Boyd pulled up sharply with a hamstring problem in the 10th minute and left the field shortly after.
Gidley, who missed most of last year with a foot tendon issue, was forced up the tunnel under the new concussion rules before halftime and never returned, while Roberts departed 20 minutes from time after clashing heads trying to prevent an Adam Docker try.
The Knights, who were already without key playmaker Jarrod Mullen due to a hamstring injury, struggled terribly in the first half, making 13 errors with a completion rate of just 43 per cent.
The Panthers, who fielded six new signings and gave a debut to young centre Isaah Yeo, weren’t much better in the opening stanza and found themselves trailing just after the half-hour mark when Beau Scott barged over for the visitors.

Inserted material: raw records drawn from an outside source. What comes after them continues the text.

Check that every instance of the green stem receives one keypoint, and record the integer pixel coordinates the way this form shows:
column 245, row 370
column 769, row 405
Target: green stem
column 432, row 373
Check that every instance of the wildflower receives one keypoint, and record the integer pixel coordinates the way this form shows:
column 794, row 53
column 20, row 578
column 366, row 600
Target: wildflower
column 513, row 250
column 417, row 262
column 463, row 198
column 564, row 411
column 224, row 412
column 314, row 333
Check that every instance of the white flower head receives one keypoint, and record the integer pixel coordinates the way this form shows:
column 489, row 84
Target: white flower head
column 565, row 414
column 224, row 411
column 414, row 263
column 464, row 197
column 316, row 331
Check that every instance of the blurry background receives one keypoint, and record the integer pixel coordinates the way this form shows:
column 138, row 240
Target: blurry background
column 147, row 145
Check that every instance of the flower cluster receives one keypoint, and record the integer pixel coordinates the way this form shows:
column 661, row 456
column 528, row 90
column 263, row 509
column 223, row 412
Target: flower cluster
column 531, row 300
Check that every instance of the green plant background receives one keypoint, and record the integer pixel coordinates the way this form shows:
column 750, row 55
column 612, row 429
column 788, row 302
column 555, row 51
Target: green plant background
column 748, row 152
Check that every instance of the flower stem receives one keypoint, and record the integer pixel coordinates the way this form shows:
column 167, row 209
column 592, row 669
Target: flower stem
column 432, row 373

On the stroke of halftime, the Panthers levelled the scores when new boys Jamie Soward and Elijah Taylor combined, the New Zealand international latching on to a kick from the former NSW five-eighth.
A Roberts penalty just before the siren gave the Knights a two-point lead at halftime, but the hosts were much improved after the restart.
Mansour showed great strength to score his first try in the 44th minute and doubled his total almost immediately following a 40-20 kick from Jamie Soward.
The hosts appeared to forget the new ruling that allows a quick tap after finding touch with a 40-20, and the chance of catching the Knights napping looked gone.
However, the ball was spread wide and Mansour showed great athleticism to stay in touch, dive over the line and score one-handed.
Docker iced the result with a bulldozing run to the line and Jeremy Latimore, another new face, marked his debut with a try late to give the final scoreline an emphatic look.